Actions

Work Header

Rating:
Archive Warnings:
Categories:
Fandoms:
Relationships:
Characters:
Additional Tags:
Language:
English
Series:
Part 1 of Tan'vi's adventures 🥹
Stats:
Published:
2026-03-15
Updated:
2026-05-31
Words:
13,285
Chapters:
6/?
Comments:
3
Kudos:
5
Bookmarks:
2
Hits:
265

Where The Sea Ends and The Sand Begins

Summary:

The Metkayina spots their marine-life dead upon their shores a bit more than they'd like to admit. Not to mention, their water isn't as clear and something is obviously wrong. They know why this is happening; Sky people, dream walkers, pink-skins. They know what happens when they fight back, so the Olo'eyktan and Tsahik, Tonowari and Ronal, come up with a plan. The plan is to send one of their finest warriors to the Omatikaya to consult Toruk Makto and ask for help. Not to beg, not to plead. Well, kind of. They ask him to find the dreamwalkers' motives and help their clan without the violence that causes the sky folk to fight back.
They send Tan'vi. He is a brother, a soon-to-be uncle, and a son. He knows what will happen if he doesn't make it back. He will do what he can to deliver the message and ensure the safety of his clan.

 

[This fic takes place like directly a few years or so after the first movie. Like a bit before the start of the second. This fic will continue into fire and ash and hopefully through all of the next movies in like four decades T-T]

Notes:

I'm redoing this entire fic bro becuz the first one was ahh
also do you like my rhyme in the title
wink wink

anyway

Tsekai'te and Tsekai'tu are different people ok they are twins not identical but born at the same time ok
Tsekai'tu is the warrior and Tsekai'te works more with weaving at home ok DON'T mix them up or you'll combust or something

(See the end of the work for more notes.)
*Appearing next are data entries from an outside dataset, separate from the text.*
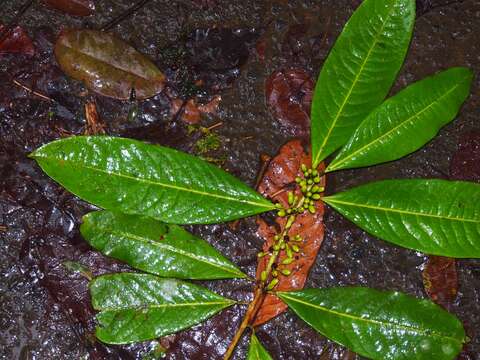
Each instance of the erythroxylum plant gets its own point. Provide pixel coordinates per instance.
(145, 190)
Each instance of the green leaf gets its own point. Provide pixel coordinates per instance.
(107, 64)
(379, 325)
(407, 121)
(436, 217)
(137, 178)
(359, 71)
(256, 351)
(152, 246)
(138, 307)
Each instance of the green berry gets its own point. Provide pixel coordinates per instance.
(272, 284)
(263, 275)
(289, 252)
(290, 198)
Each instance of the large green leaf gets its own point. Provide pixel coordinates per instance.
(137, 178)
(137, 307)
(256, 351)
(359, 71)
(107, 64)
(437, 217)
(380, 325)
(152, 246)
(405, 122)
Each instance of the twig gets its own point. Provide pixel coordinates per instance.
(265, 159)
(130, 11)
(214, 126)
(11, 25)
(252, 311)
(36, 93)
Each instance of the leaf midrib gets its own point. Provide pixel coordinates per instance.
(350, 91)
(406, 212)
(376, 322)
(170, 186)
(402, 124)
(159, 306)
(168, 247)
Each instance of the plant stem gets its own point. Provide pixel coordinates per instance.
(124, 15)
(252, 310)
(261, 288)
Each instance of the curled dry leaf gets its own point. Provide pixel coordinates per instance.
(73, 7)
(440, 280)
(280, 174)
(16, 42)
(289, 94)
(107, 65)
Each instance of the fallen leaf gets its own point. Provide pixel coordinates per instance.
(289, 94)
(107, 65)
(17, 41)
(440, 280)
(280, 174)
(73, 7)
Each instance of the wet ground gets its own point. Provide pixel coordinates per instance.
(44, 307)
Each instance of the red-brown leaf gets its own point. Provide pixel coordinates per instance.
(282, 171)
(289, 94)
(16, 42)
(73, 7)
(107, 64)
(440, 280)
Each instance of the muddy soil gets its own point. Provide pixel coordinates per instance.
(44, 308)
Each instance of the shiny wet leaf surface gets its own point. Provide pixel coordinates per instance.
(137, 178)
(136, 307)
(380, 325)
(161, 249)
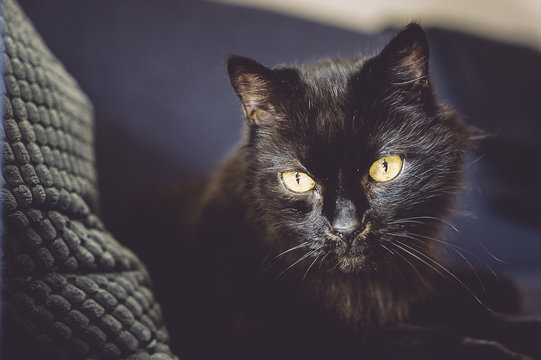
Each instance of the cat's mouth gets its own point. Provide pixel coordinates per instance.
(357, 255)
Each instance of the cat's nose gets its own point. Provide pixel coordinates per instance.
(347, 234)
(345, 223)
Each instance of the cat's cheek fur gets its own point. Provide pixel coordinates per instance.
(334, 119)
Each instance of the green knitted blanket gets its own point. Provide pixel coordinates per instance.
(71, 291)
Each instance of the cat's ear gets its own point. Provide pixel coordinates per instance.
(256, 86)
(404, 61)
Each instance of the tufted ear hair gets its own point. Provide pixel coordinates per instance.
(403, 64)
(260, 89)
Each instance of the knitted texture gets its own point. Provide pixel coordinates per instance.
(71, 291)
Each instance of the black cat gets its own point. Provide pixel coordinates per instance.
(316, 238)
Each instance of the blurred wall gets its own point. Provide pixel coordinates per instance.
(155, 71)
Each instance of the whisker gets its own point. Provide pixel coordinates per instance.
(447, 271)
(492, 255)
(434, 218)
(308, 254)
(273, 260)
(309, 267)
(423, 280)
(462, 256)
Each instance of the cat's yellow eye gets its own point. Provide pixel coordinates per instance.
(297, 181)
(386, 168)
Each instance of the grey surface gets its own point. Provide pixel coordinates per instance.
(155, 72)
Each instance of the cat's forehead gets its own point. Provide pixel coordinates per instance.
(330, 76)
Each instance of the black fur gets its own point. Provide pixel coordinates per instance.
(269, 275)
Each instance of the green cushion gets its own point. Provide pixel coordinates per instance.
(70, 289)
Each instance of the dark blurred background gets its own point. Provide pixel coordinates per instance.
(165, 112)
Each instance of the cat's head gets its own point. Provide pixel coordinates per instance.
(350, 162)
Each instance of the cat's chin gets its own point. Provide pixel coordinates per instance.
(352, 263)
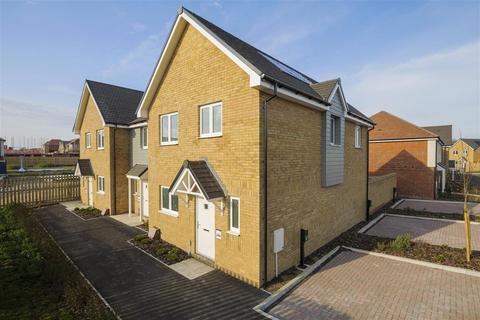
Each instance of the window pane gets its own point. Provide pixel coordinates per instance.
(165, 199)
(235, 213)
(175, 202)
(174, 127)
(217, 119)
(164, 129)
(205, 121)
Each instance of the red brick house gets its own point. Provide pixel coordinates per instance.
(412, 152)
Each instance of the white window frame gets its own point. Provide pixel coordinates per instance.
(169, 116)
(333, 131)
(358, 137)
(88, 140)
(210, 133)
(233, 230)
(101, 184)
(100, 133)
(144, 137)
(167, 211)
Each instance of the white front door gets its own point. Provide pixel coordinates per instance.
(90, 191)
(145, 199)
(205, 228)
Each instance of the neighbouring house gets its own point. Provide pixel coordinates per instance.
(245, 153)
(3, 162)
(110, 148)
(413, 153)
(72, 147)
(445, 134)
(466, 150)
(53, 146)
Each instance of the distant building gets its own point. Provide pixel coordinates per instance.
(3, 162)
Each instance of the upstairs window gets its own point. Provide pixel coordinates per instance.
(88, 140)
(169, 129)
(169, 201)
(144, 137)
(235, 215)
(100, 139)
(335, 130)
(211, 120)
(358, 137)
(101, 184)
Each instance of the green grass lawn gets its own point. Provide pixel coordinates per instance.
(24, 292)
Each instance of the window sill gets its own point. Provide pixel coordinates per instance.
(169, 213)
(168, 143)
(211, 136)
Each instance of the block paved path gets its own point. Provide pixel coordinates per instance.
(439, 206)
(436, 232)
(359, 286)
(138, 286)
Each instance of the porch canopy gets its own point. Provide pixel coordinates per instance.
(198, 179)
(84, 168)
(138, 171)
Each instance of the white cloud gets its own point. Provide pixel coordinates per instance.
(20, 118)
(435, 89)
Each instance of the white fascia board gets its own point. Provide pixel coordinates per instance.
(138, 125)
(358, 121)
(288, 94)
(82, 108)
(169, 50)
(403, 140)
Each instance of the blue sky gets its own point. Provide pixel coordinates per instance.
(418, 60)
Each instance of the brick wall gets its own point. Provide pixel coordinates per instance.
(296, 196)
(408, 159)
(380, 190)
(200, 74)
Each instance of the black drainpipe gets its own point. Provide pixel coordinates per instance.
(265, 179)
(113, 193)
(369, 203)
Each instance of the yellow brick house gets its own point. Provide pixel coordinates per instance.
(245, 152)
(112, 162)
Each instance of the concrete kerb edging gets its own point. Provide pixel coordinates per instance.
(417, 262)
(427, 218)
(371, 223)
(80, 272)
(396, 204)
(292, 284)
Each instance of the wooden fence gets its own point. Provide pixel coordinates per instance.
(34, 191)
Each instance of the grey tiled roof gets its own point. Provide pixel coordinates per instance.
(85, 167)
(474, 143)
(137, 170)
(444, 132)
(207, 181)
(117, 104)
(259, 59)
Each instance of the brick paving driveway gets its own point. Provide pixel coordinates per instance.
(439, 206)
(359, 286)
(138, 286)
(436, 232)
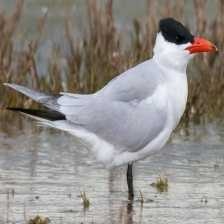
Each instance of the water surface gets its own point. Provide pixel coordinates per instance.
(43, 171)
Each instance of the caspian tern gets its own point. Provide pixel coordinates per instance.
(133, 116)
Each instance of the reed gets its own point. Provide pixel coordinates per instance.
(94, 60)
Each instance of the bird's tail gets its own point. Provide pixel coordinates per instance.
(47, 100)
(40, 115)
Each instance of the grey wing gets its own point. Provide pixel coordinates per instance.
(117, 113)
(135, 84)
(125, 125)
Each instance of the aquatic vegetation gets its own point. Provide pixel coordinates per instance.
(161, 184)
(39, 220)
(90, 62)
(85, 200)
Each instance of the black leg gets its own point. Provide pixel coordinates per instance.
(130, 182)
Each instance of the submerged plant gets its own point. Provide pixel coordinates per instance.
(39, 220)
(85, 200)
(92, 61)
(161, 184)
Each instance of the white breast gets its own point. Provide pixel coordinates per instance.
(177, 96)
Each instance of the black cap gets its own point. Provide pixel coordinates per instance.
(175, 32)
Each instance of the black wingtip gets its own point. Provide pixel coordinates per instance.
(46, 114)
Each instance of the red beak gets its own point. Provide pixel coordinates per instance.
(201, 45)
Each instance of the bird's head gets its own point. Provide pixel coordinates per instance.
(175, 45)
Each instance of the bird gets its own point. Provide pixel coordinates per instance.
(134, 114)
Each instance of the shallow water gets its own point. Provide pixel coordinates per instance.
(43, 171)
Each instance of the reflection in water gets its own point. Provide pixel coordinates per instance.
(43, 171)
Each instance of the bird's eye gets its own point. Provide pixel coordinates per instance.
(179, 38)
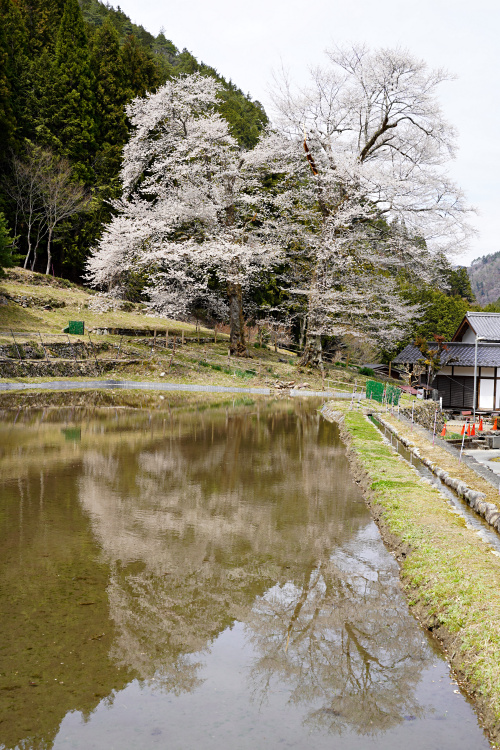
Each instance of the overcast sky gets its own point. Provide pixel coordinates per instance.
(247, 41)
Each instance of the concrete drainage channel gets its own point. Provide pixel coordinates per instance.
(456, 492)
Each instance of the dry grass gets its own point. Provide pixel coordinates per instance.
(450, 575)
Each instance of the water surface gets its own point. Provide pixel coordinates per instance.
(204, 579)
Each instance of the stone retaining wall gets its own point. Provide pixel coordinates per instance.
(476, 500)
(54, 368)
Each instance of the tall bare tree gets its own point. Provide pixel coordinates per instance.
(45, 194)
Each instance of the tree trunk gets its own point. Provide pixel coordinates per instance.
(237, 343)
(312, 356)
(49, 252)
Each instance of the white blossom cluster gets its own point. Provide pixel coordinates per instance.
(347, 192)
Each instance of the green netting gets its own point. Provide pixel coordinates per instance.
(380, 392)
(76, 327)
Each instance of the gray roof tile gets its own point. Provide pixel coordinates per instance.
(485, 324)
(488, 355)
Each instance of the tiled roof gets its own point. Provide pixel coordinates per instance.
(488, 355)
(485, 324)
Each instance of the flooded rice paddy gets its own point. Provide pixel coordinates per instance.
(204, 579)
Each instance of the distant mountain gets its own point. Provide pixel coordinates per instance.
(484, 274)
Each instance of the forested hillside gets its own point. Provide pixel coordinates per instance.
(66, 72)
(484, 274)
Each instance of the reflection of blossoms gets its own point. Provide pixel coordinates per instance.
(198, 528)
(341, 645)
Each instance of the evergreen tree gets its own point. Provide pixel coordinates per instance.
(6, 245)
(42, 19)
(13, 73)
(111, 97)
(140, 71)
(72, 121)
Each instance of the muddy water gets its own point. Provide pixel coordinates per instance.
(208, 579)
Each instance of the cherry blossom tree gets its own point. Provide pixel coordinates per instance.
(193, 213)
(377, 145)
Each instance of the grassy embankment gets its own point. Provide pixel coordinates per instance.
(451, 577)
(40, 303)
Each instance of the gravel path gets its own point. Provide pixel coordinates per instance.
(66, 385)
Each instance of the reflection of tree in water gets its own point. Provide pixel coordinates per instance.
(342, 643)
(196, 529)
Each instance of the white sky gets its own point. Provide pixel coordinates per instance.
(247, 41)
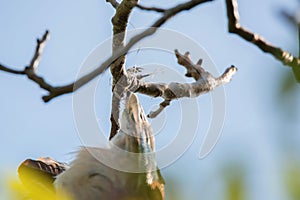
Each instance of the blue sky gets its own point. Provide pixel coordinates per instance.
(258, 127)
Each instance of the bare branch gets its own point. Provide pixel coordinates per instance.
(204, 83)
(38, 51)
(114, 3)
(117, 68)
(234, 27)
(65, 89)
(150, 8)
(29, 71)
(9, 70)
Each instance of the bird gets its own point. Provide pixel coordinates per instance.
(126, 170)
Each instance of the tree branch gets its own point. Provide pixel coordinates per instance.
(65, 89)
(151, 8)
(114, 3)
(234, 27)
(117, 68)
(29, 71)
(204, 83)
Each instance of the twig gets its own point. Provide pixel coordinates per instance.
(234, 27)
(117, 68)
(29, 71)
(204, 82)
(114, 3)
(9, 70)
(151, 8)
(65, 89)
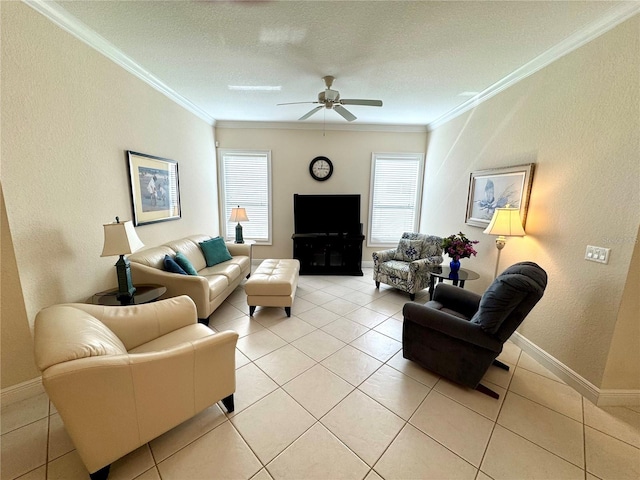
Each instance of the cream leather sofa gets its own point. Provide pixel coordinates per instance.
(209, 288)
(121, 376)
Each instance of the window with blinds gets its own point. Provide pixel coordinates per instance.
(245, 181)
(396, 188)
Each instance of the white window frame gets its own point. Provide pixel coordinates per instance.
(379, 163)
(244, 199)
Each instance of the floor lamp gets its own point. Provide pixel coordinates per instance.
(505, 223)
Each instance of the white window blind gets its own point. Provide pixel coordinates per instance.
(396, 187)
(245, 181)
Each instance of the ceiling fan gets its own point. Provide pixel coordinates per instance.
(330, 99)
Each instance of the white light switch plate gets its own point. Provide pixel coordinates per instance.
(597, 254)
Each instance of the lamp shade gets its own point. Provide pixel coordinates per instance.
(238, 215)
(120, 239)
(506, 222)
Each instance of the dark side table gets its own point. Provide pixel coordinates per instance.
(144, 294)
(443, 272)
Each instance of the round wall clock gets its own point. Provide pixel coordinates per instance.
(321, 168)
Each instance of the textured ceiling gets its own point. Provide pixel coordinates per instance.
(418, 57)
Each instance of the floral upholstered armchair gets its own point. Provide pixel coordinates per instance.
(407, 267)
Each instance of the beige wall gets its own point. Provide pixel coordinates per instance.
(68, 115)
(292, 151)
(578, 120)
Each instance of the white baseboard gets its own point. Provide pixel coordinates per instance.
(21, 391)
(619, 398)
(585, 388)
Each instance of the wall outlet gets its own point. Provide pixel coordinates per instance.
(597, 254)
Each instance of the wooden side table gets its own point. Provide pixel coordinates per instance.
(443, 272)
(144, 294)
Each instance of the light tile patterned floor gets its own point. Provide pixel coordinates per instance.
(326, 395)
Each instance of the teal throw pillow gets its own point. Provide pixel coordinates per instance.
(215, 251)
(185, 264)
(170, 265)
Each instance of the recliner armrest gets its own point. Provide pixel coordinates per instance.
(236, 249)
(457, 299)
(450, 325)
(383, 255)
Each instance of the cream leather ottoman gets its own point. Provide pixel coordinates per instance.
(273, 284)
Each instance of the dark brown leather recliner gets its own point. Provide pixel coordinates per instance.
(459, 334)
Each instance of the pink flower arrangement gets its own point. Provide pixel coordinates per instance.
(459, 246)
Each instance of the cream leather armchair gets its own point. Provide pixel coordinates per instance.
(121, 376)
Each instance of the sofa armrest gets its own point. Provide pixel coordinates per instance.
(237, 249)
(195, 286)
(138, 324)
(450, 325)
(458, 299)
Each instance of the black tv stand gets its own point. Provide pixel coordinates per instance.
(328, 253)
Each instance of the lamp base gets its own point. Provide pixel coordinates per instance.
(239, 238)
(125, 287)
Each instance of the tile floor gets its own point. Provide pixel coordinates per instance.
(326, 394)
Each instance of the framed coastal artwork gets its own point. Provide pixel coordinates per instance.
(498, 188)
(155, 189)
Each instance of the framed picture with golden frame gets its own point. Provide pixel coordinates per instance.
(497, 188)
(155, 189)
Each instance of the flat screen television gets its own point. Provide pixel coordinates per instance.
(322, 214)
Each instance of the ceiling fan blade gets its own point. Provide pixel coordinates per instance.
(355, 101)
(304, 117)
(294, 103)
(349, 117)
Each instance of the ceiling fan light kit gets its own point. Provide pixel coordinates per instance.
(330, 99)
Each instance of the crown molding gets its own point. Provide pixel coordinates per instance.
(21, 391)
(72, 25)
(352, 127)
(615, 17)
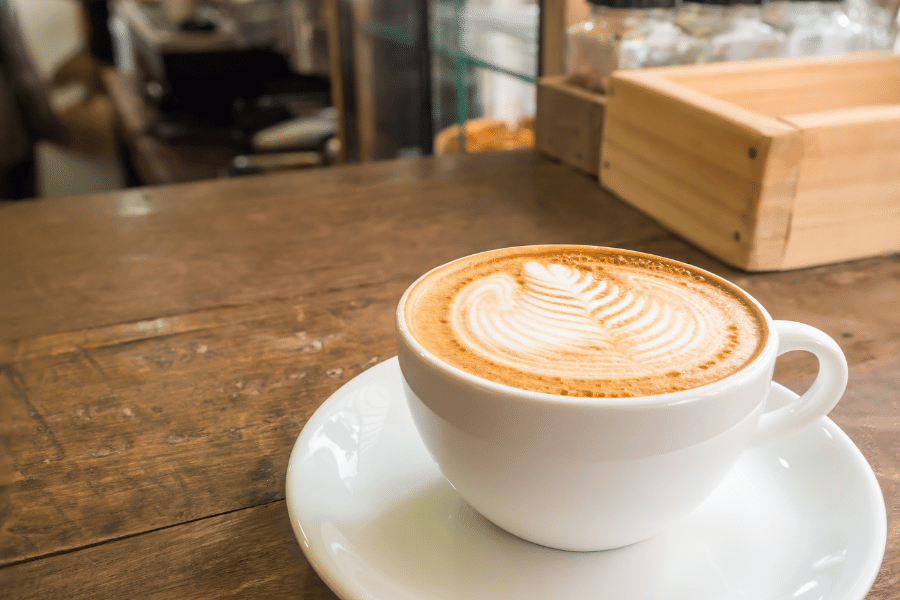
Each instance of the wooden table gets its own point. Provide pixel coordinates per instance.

Chapter 1: Goodbye for Now

Chapter Text

“Tan’vi!

Tsekai’tu- she– Tsi’va is with Ne’y—---- .--.-----....----------------.............................”

It felt like he’d been underwater for hours. Not sitting at the bottom, nor near breaching the water’s surface. Just.. Sitting there. Aimlessly, with no beginning and no end. It felt like an instant and eternity all at once; like a dream you didn’t know you had until you woke up.

He didn’t have time to put a thought together, yet he had too much time for anything else, really. He couldn’t remember when he got here, nor when he had, if he had ever, left. Was there an end? Or a beginning? It almost made him feel at peace. It reminded him of a saying, like a psalm he knew by heart yet his vocal chords didn’t know it yet.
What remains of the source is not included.